Die Bundeskanzlerin stützt sich auf Ethik-Rat und Reaktorsicherheitskommission, also auf außerparlamentarischen, zivilgesellschaftlichen Sachverstand. Mobilisierungspolitik mit der Absicht: Thema weg vom Tisch. Und das so schnell wie möglich.

Vollständig entgegengesetztes Interesse bei den Grünen! Ein Schritt in die richtige Richtung, aber Hintertüren bleiben offen … so Kommentare von Jürgen Trittin, MdB, zu den Vorstellungen der Regierung. Die atompolitische Sprecherin der Grünen, Frau Kotting-Uhl, MdB, war heute mittag im Deutschlandradio zu hören. Wenn die Regierung es ernst meine, müsse sie bis 2017 raus aus der Atomwirtschaft. Vor einer Stellungnahme zu einem Ausstiegsgesetz müsse ein Parteitag der Grünen konsultiert werden. Taktisch interessant: zur Eile treiben und zugleich die Bremse installieren.

Aber höre ich recht? Die Grünen, die Zeter und Mordio schrien, weil sich die Kanzlerin nicht auf Konsultation des parlamentarischen (grünen!) Sachverstandes beschränkte, wollen sich nun von ihrer linken Laien-Basis mandatieren lassen? Rückkehr zum altlinken imperativen Mandat für ihre MdBs beim Gesetz für den Atomausstieg? Da bevorzuge ich die von der Kanzlerin erbetenen Voten der Kommissionen für Ethik und Reaktorsicherheit zur Information von Regierung und Öffentlichkeit!

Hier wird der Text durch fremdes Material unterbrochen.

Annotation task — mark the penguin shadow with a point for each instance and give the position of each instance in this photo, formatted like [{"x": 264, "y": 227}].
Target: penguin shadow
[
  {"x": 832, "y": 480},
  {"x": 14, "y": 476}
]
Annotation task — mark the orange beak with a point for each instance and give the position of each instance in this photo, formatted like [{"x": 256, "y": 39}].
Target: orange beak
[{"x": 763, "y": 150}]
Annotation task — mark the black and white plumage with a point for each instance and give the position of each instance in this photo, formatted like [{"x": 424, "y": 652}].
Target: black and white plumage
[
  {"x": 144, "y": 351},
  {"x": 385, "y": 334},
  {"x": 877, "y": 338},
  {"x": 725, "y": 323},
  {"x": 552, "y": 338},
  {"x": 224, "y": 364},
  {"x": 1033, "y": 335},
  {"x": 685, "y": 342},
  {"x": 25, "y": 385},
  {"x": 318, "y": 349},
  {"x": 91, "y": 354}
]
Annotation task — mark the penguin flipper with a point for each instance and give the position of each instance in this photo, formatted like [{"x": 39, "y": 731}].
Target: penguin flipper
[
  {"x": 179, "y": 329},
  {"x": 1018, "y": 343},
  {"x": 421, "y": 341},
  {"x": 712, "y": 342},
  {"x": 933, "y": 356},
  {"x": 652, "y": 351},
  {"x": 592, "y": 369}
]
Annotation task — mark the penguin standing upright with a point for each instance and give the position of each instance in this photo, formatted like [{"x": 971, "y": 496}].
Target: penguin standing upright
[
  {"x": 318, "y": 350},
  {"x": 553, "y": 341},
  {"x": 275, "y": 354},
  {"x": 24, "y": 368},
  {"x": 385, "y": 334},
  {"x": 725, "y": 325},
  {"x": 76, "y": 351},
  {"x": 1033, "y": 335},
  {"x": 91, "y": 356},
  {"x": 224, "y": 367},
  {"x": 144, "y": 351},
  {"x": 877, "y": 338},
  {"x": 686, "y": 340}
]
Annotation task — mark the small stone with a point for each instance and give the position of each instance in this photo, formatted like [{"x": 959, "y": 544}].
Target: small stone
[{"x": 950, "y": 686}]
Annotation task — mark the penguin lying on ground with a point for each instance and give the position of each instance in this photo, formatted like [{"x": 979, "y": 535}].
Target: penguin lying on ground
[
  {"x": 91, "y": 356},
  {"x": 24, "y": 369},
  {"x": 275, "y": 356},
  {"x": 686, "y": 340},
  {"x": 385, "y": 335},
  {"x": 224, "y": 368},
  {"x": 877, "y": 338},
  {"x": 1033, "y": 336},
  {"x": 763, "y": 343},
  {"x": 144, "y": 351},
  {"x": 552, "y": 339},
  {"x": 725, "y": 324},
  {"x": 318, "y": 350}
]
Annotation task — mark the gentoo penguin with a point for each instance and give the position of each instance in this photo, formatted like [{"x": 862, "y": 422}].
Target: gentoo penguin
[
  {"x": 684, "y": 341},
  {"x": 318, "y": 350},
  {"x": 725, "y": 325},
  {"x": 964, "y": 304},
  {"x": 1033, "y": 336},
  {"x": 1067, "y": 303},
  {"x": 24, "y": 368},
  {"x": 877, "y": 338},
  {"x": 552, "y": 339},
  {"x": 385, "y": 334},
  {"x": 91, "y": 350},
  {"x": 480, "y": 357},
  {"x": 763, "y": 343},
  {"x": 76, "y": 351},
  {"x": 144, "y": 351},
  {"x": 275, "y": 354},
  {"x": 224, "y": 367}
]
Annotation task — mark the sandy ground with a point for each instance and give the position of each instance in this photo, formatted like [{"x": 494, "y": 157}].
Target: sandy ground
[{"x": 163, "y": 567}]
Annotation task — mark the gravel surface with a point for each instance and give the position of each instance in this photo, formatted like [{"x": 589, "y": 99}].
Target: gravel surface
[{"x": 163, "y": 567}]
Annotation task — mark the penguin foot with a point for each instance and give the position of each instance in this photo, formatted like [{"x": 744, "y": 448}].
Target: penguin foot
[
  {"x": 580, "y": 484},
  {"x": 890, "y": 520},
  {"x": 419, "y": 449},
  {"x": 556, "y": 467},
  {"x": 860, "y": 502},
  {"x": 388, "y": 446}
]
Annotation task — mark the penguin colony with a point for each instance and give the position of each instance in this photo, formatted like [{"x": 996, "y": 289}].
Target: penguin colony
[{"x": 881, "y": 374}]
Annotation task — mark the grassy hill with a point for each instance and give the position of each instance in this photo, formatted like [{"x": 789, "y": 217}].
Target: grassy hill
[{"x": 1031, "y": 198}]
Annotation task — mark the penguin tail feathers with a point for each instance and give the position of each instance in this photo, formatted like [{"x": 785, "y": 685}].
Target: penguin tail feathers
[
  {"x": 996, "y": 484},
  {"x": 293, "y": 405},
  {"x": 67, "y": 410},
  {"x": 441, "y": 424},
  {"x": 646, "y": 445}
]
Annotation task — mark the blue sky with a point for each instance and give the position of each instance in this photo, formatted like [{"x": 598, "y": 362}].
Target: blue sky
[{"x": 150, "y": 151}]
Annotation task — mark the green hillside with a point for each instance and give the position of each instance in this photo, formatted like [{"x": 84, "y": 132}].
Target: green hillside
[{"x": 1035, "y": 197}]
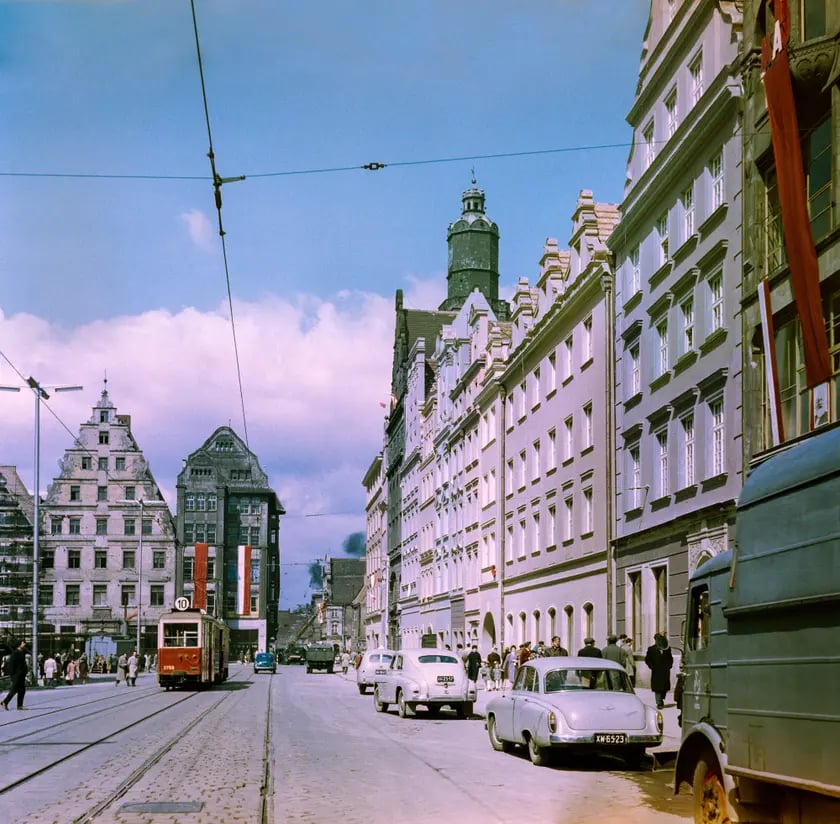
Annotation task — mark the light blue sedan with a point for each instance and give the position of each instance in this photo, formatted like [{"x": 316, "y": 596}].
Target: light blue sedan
[{"x": 573, "y": 703}]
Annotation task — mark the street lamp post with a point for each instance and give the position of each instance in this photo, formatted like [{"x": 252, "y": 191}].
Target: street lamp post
[{"x": 40, "y": 394}]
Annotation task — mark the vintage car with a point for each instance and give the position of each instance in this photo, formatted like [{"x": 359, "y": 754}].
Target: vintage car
[
  {"x": 432, "y": 678},
  {"x": 573, "y": 703},
  {"x": 373, "y": 661}
]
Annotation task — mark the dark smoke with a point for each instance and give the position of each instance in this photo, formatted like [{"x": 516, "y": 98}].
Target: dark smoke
[{"x": 354, "y": 544}]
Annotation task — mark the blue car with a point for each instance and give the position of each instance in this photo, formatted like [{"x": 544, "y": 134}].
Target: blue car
[{"x": 265, "y": 662}]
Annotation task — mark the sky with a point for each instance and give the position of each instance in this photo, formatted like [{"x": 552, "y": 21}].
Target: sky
[{"x": 110, "y": 258}]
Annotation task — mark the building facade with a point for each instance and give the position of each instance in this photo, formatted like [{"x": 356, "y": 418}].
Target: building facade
[
  {"x": 677, "y": 342},
  {"x": 108, "y": 551},
  {"x": 228, "y": 525},
  {"x": 813, "y": 52}
]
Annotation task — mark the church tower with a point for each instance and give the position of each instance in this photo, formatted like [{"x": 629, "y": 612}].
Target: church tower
[{"x": 473, "y": 242}]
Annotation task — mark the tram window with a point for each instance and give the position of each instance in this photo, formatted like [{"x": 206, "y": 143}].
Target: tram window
[
  {"x": 698, "y": 634},
  {"x": 180, "y": 635}
]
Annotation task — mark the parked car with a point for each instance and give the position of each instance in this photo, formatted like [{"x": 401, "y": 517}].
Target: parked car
[
  {"x": 573, "y": 703},
  {"x": 373, "y": 661},
  {"x": 265, "y": 662},
  {"x": 432, "y": 678}
]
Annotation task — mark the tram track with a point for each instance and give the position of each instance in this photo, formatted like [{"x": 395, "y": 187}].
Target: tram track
[{"x": 137, "y": 774}]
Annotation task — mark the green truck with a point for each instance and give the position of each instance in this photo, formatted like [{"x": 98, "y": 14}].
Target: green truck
[
  {"x": 320, "y": 656},
  {"x": 760, "y": 715}
]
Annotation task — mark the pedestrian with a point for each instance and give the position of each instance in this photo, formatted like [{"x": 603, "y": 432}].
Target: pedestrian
[
  {"x": 589, "y": 650},
  {"x": 132, "y": 669},
  {"x": 473, "y": 665},
  {"x": 494, "y": 665},
  {"x": 122, "y": 668},
  {"x": 556, "y": 649},
  {"x": 660, "y": 659},
  {"x": 16, "y": 669},
  {"x": 50, "y": 668}
]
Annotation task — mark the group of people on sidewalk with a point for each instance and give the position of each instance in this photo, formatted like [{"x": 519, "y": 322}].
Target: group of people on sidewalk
[{"x": 499, "y": 672}]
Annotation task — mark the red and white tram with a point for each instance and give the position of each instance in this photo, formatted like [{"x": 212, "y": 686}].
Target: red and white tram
[{"x": 192, "y": 649}]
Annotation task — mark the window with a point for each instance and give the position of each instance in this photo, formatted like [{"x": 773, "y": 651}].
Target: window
[
  {"x": 551, "y": 378},
  {"x": 635, "y": 371},
  {"x": 588, "y": 512},
  {"x": 663, "y": 486},
  {"x": 687, "y": 317},
  {"x": 662, "y": 235},
  {"x": 127, "y": 595},
  {"x": 662, "y": 345},
  {"x": 588, "y": 435},
  {"x": 818, "y": 159},
  {"x": 569, "y": 446},
  {"x": 695, "y": 73},
  {"x": 551, "y": 457},
  {"x": 587, "y": 340},
  {"x": 717, "y": 440},
  {"x": 649, "y": 146},
  {"x": 716, "y": 181},
  {"x": 569, "y": 524},
  {"x": 671, "y": 113},
  {"x": 156, "y": 595},
  {"x": 687, "y": 426},
  {"x": 687, "y": 203},
  {"x": 635, "y": 284},
  {"x": 716, "y": 302}
]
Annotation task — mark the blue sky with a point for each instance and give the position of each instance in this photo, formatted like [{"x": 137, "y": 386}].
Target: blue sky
[{"x": 126, "y": 275}]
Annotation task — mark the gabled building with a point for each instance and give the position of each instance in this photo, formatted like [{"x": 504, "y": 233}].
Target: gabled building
[
  {"x": 108, "y": 551},
  {"x": 677, "y": 331},
  {"x": 228, "y": 525}
]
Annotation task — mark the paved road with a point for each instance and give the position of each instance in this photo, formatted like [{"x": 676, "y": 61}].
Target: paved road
[{"x": 331, "y": 758}]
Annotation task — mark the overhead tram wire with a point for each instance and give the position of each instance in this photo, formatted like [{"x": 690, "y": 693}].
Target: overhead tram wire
[{"x": 218, "y": 181}]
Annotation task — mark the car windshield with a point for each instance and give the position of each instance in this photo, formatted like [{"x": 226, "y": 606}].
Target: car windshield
[
  {"x": 437, "y": 659},
  {"x": 566, "y": 680}
]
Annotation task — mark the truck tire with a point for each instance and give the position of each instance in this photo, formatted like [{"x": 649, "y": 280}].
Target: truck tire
[{"x": 709, "y": 793}]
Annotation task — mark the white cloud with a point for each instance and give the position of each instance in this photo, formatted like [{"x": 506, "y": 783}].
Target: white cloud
[{"x": 199, "y": 229}]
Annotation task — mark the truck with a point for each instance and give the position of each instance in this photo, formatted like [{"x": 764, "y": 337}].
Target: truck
[
  {"x": 320, "y": 656},
  {"x": 760, "y": 709}
]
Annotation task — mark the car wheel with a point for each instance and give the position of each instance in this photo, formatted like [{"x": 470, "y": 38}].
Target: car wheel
[
  {"x": 403, "y": 707},
  {"x": 537, "y": 754},
  {"x": 380, "y": 706},
  {"x": 495, "y": 742},
  {"x": 709, "y": 794}
]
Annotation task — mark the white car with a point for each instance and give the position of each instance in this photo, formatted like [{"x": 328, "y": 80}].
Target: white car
[
  {"x": 573, "y": 703},
  {"x": 432, "y": 678},
  {"x": 372, "y": 661}
]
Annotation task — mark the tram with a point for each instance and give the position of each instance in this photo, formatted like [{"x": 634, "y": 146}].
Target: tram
[{"x": 192, "y": 649}]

Eins muss für die Grünen gewonnen werden – auf jeden Fall Zeit. Die wollten sie sich einst für den Rot-Grünen AKW-Ausstieg ja auch mal lassen, bis 2022. Aber jetzt muss es schneller gehen. Damit der Konflikt weiter kocht. Vor allem muss die Fukushima-Erregung bis zur nächsten Bundestagswahl 2013 transportiert werden – egal wie. „Es sind noch ziemlich viele Fragen sehr, sehr offen“ (Claudia Roth). Also, alles offen und kochend halten, bis zur Wahl. Damit sich Grün-Rot wiederholen kann, wie im Ländle!

Und was hört man von der SPD? Kritik an der AKW-Reservekapazität, die Christian Lindner, FDP, für eine eventuelle Winter-Notlage bis 2014 plausibel erläutert. Also ausgerechnet von der SPD Kritik an einer Empfehlung der Bundesnetzagentur, die vom Sozialdemokraten Matthias Kurth geleitet wird. Herr Professor Kurth ist einer der sachkundigsten Juristen, erfahrensten Politiker und international anerkanntesten Regulierungsexperten des Landes und der Sozialdemokratie. Er wird bei seiner Empfehlung an die Stromausfälle im Winter 2005 gedacht haben; bis zu einer Viertel Million Menschen von Westfalen bis Niedersachsen waren damals betroffen.

Wer schnell vergisst oder auf solchen Freund nicht hört, der hört vielleicht auf die Kollegen vom Bundestags-Ausschuss für Bildung, Forschung und Technikfolgenabschätzung.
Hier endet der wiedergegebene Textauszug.